One day, as Mrs. Lovewright wrestles Purrly into her lap and demands that he perform his function — “Lie down, and I will stroke your back and you purr. You are so warm and so soft! I don’t believe how soft you are! Isn’t this cozy? Purr! Come on. Don’t you know how to purr? You have to go RRR rrr, RRR up, rrr down. Now you. RRR rrr. Try. Lie down. Don’t you turn up your tail at me in that rude way!” — Purrly pounces down her legs with his claws out and lands by the door, meowing.

She decides to call him Purrless.

As the days roll on, things only escalate — the more Mrs. Lovewright tries to force Purrless into what she considers proper catlike behavior, the more he lashes out. In one particularly colorful kerfuffle, he bites her little toe, which causes Mrs. Lovewright to scream and kick in pain, sending Purrless across the room; he lands on her broom, which falls and gives Mrs. Lovewright’s a black eye — a Rube Goldberg machine of mutually inflicted pain.

But not everything the story says is spoken — for, as E.B. White memorably observed, children are “the most attentive, curious, eager, observant, sensitive, quick, and generally congenial readers on earth.” As the story progresses, we see the tiny Purrly grow and grown, eventually becoming enormous — he’s growing, of course, because Mrs. Lovewright is feeding him; and she’s feeding him because, despite his vexing defiance, she really does love him.

Just as Mrs. Lovewright begins making up her mind that Purrless is a foul cat, she walks into the bedroom and discovers him “curled and enormous, middle of the bed.”

Elated that she might at last have gotten the cozy-making companion she always wanted, she tries to get into bed. But Purrless wouldn’t budge, so she lays down on the very edge, with no blanket to cover her. In the middle of the night, she wakes up with a thump on the floor — Purrless has pushed her off and is standing victoriously in the middle of the bed, yawning.

Mrs. Lovewright is at the end of her rope. In one final attempt to get Purrless to comply, she props him onto her lap and begins stroking him determinately, commanding him to purr. But when she leans in to listen, hopeful that he might be purring only quietly, he turns around and bites her nose.

That’s it — Mrs. Lovewright opens the door and sees Purrless out.

When Dylan visits the next day, a dejected Mrs. Lovewright proclaims that she no longer cares about Purrlsess.

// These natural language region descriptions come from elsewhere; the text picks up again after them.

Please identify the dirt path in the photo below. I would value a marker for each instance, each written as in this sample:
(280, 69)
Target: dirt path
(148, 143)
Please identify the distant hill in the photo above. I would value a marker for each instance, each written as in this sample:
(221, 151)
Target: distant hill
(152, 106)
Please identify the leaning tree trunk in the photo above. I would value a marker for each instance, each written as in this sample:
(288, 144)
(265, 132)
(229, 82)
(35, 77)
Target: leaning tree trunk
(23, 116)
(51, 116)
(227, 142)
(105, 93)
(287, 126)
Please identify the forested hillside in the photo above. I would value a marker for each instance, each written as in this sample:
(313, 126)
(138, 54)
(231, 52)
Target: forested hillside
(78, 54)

There’s no being cozy with a cat. Shut the door, Dylan, and good-bye.

But as she crawls into bed, her unbitten toes chilly once again, she hears Purrless meowing.

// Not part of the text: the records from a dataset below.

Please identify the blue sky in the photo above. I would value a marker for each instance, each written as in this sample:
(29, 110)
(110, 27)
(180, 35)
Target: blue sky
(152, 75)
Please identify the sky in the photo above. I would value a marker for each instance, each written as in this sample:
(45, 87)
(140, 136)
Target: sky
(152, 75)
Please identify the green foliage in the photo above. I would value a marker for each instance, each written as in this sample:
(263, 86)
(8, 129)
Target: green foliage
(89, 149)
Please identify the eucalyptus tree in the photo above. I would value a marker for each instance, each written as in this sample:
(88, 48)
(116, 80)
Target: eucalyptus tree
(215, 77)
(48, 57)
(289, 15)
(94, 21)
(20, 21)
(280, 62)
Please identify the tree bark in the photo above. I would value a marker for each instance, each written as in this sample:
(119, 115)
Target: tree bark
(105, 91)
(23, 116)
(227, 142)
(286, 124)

At first too hurt to relent, her heart eventually softens.

“You don’t have to shout,” said Mrs. Lovewright. She got out of bed, and went and opened the door. Purrless came streaking in, right between Mrs. Lovewright’s legs, lumped on the broom, which fell and tripped Mrs. Lovewright so that Purrless got into the bed ahead of her and curled himself right in the middle of the blanket.

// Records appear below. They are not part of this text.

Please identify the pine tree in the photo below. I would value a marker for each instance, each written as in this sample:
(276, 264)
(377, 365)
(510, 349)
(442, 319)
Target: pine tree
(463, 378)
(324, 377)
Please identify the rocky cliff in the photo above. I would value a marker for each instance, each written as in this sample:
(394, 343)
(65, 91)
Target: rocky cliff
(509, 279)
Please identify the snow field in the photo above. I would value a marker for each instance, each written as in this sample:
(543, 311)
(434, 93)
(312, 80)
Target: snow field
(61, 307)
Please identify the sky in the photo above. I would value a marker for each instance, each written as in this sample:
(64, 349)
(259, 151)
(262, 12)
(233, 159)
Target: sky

And that’s how Mrs. Lovewright and her cat lived many more years together.

And so Mrs. Lovewright learns that although Purrless doesn’t love her rigid rules, he does love her — and she loves him. Every real love, after all, writes its own rules of rightness.

Sometimes she was sure that she heard Purrless purring, and she would look to see the end of his tail flicking to and fro. “Don’t you want to be cozy?” she would ask him, and she’d stroke his soft, warm, enormous back and she’d say, “Why don’t you want to?”

The Story of Mrs. Lovewright and Purrless Her Cat is an immeasurable delight from cover to cover, should you be fortunate enough to find a used copy. Complement it with a kindred spirit from the same era, A Cat-Hater’s Handbook, and the perfect contemporary counterpart — nearly thirty years later, Caroline Paul wrote in her own magnificent memoir of what a cat taught her about life and love: “You can never know anyone as completely as you want. But that’s okay, love is better.”